Von der Bank von England (BoE) erwartet LBBW-Aktienexperte Uwe Streich keine Veränderungen der Geldpolitik, da die Notenbank wohl zunächst die Auswirkungen der Unterhauswahl analysieren müsse. Die BoE wird Börsianern zufolge daher am Donnerstag ihre bisherige Haltung bekräftigen. Am Tag darauf werde die Bank von Japan (BoJ) aber ähnlich wie die EZB in der alten Woche ihre Konjunkturprognose anheben, betonten Insider zuletzt. Spätestens bei der darauffolgenden Sitzung im Juli werde die BoJ optimistischere Töne anschlagen.
FRANKREICH-WAHLEN VORAUS - HEXENSABBAT AM FREITAG
Den anstehenden Parlamentswahlen in Frankreich an diesem und dem kommenden Sonntag blicken Investoren vergleichsweise entspannt entgegen. Umfragen zufolge kann die Partei des frisch gewählten Präsidenten Emmanuel Macron bis zu 380 der insgesamt 577 Sitze gewinnen. "Die Marktreaktion wäre sehr positiv, da Macron rasch mit seinen Reformen beginnen könnte", sagt Fondsmanagerin Camilla Nathhorst Odevall vom Vermögensverwalter Edmond de Rothschild. Sie traut den Börsen prozentual zweistellige Kursgewinne zu.

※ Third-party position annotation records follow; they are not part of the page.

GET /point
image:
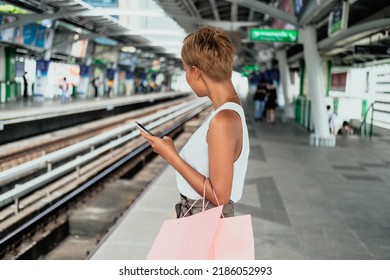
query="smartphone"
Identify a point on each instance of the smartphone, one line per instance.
(144, 129)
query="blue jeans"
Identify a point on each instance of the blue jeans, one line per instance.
(259, 109)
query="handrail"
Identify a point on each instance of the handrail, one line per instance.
(151, 121)
(371, 109)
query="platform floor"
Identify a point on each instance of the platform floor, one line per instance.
(307, 203)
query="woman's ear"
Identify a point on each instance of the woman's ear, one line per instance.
(197, 71)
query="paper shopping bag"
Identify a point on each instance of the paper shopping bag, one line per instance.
(187, 238)
(233, 239)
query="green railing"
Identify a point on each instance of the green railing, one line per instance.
(10, 90)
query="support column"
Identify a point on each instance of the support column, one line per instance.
(321, 135)
(286, 83)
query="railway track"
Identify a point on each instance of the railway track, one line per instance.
(32, 221)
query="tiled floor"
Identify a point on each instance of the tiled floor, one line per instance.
(306, 202)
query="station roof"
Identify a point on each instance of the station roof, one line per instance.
(367, 24)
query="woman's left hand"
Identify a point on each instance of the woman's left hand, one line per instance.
(162, 146)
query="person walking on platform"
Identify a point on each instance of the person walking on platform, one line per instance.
(270, 106)
(96, 84)
(215, 158)
(331, 120)
(64, 91)
(260, 99)
(25, 86)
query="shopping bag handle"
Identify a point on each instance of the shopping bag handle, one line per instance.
(215, 195)
(204, 199)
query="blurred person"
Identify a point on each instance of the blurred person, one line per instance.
(110, 84)
(331, 120)
(64, 91)
(25, 86)
(96, 84)
(270, 105)
(345, 129)
(260, 97)
(216, 156)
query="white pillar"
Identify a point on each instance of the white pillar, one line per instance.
(286, 83)
(321, 136)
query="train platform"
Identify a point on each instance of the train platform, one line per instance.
(306, 203)
(24, 118)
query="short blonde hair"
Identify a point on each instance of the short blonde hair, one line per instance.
(211, 50)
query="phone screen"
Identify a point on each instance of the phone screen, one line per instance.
(144, 129)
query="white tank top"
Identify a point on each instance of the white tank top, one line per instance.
(195, 153)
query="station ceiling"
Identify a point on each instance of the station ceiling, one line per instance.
(368, 23)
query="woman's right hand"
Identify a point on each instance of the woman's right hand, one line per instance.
(162, 146)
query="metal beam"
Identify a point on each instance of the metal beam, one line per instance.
(315, 9)
(23, 19)
(350, 33)
(263, 8)
(215, 10)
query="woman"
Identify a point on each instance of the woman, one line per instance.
(216, 156)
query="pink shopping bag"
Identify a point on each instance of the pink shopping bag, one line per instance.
(233, 239)
(188, 238)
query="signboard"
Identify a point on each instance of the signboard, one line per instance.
(273, 35)
(338, 18)
(338, 81)
(373, 50)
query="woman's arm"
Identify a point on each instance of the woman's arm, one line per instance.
(224, 144)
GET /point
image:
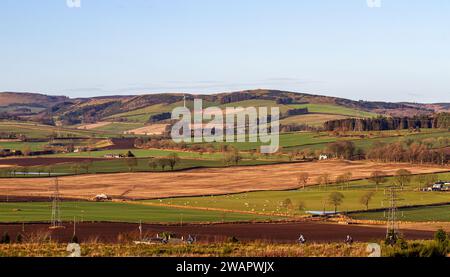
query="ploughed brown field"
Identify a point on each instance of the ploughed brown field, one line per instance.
(200, 181)
(271, 232)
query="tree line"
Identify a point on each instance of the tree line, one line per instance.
(382, 123)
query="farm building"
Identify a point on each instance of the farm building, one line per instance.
(102, 197)
(114, 156)
(439, 186)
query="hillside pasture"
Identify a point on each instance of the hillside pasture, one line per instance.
(202, 181)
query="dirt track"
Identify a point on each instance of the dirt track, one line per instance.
(199, 181)
(273, 232)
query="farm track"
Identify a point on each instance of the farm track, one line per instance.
(202, 181)
(283, 232)
(208, 209)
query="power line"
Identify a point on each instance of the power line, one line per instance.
(56, 211)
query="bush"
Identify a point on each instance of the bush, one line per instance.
(232, 239)
(440, 247)
(19, 238)
(74, 239)
(5, 238)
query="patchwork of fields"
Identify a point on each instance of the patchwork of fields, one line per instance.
(204, 181)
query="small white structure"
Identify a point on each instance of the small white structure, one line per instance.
(102, 197)
(323, 157)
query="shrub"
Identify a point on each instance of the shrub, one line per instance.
(5, 238)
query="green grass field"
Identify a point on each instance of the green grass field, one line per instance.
(20, 145)
(427, 213)
(313, 198)
(118, 166)
(119, 127)
(333, 109)
(367, 142)
(35, 130)
(115, 212)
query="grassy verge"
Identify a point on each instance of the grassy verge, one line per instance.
(418, 214)
(296, 202)
(116, 212)
(183, 250)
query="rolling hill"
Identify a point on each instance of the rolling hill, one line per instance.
(139, 108)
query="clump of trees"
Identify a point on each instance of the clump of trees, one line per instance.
(345, 150)
(170, 161)
(366, 198)
(412, 152)
(336, 199)
(382, 123)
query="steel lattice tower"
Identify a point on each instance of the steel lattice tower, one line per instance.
(56, 213)
(392, 232)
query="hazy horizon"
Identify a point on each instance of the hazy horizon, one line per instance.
(397, 52)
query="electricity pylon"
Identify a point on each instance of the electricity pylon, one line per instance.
(392, 232)
(56, 212)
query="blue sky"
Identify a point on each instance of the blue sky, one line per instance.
(398, 52)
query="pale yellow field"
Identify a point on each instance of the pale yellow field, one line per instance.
(200, 181)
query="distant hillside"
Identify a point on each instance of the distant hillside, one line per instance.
(30, 99)
(141, 108)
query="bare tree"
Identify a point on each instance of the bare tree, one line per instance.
(336, 199)
(302, 179)
(377, 177)
(173, 160)
(402, 177)
(366, 198)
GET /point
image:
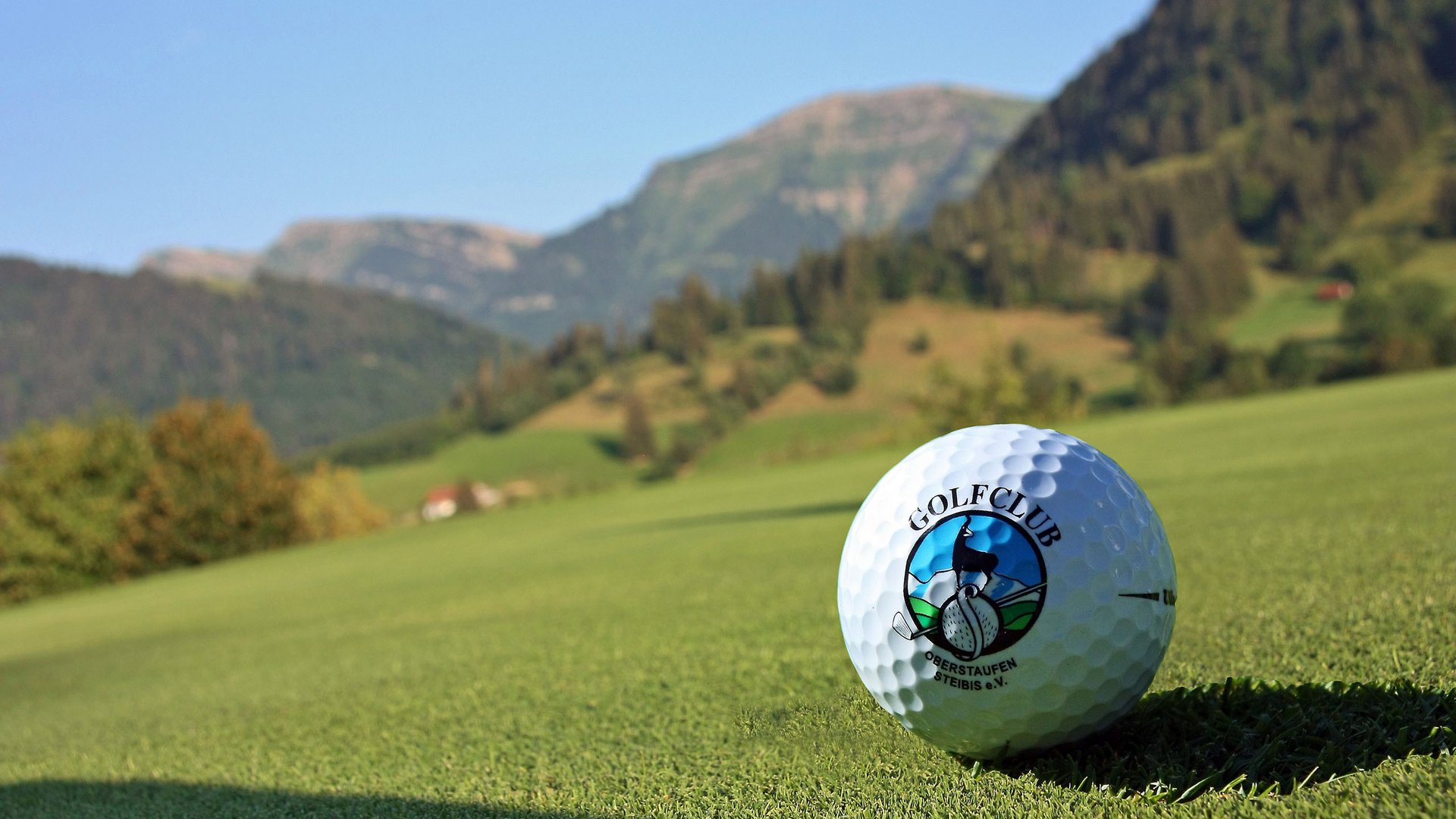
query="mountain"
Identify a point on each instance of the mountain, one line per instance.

Am kommenden Freitag ist an der Börse Hexensabbat. Dann verfallen Futures auf Indizes sowie Optionen auf Indizes und einzelne Aktien. In den Tagen zuvor schwanken die Aktienkurse üblicherweise stark, weil Investoren die Preise derjenigen Wertpapiere, auf die sie Derivate halten, in eine für sie günstige Richtung bewegen wollen.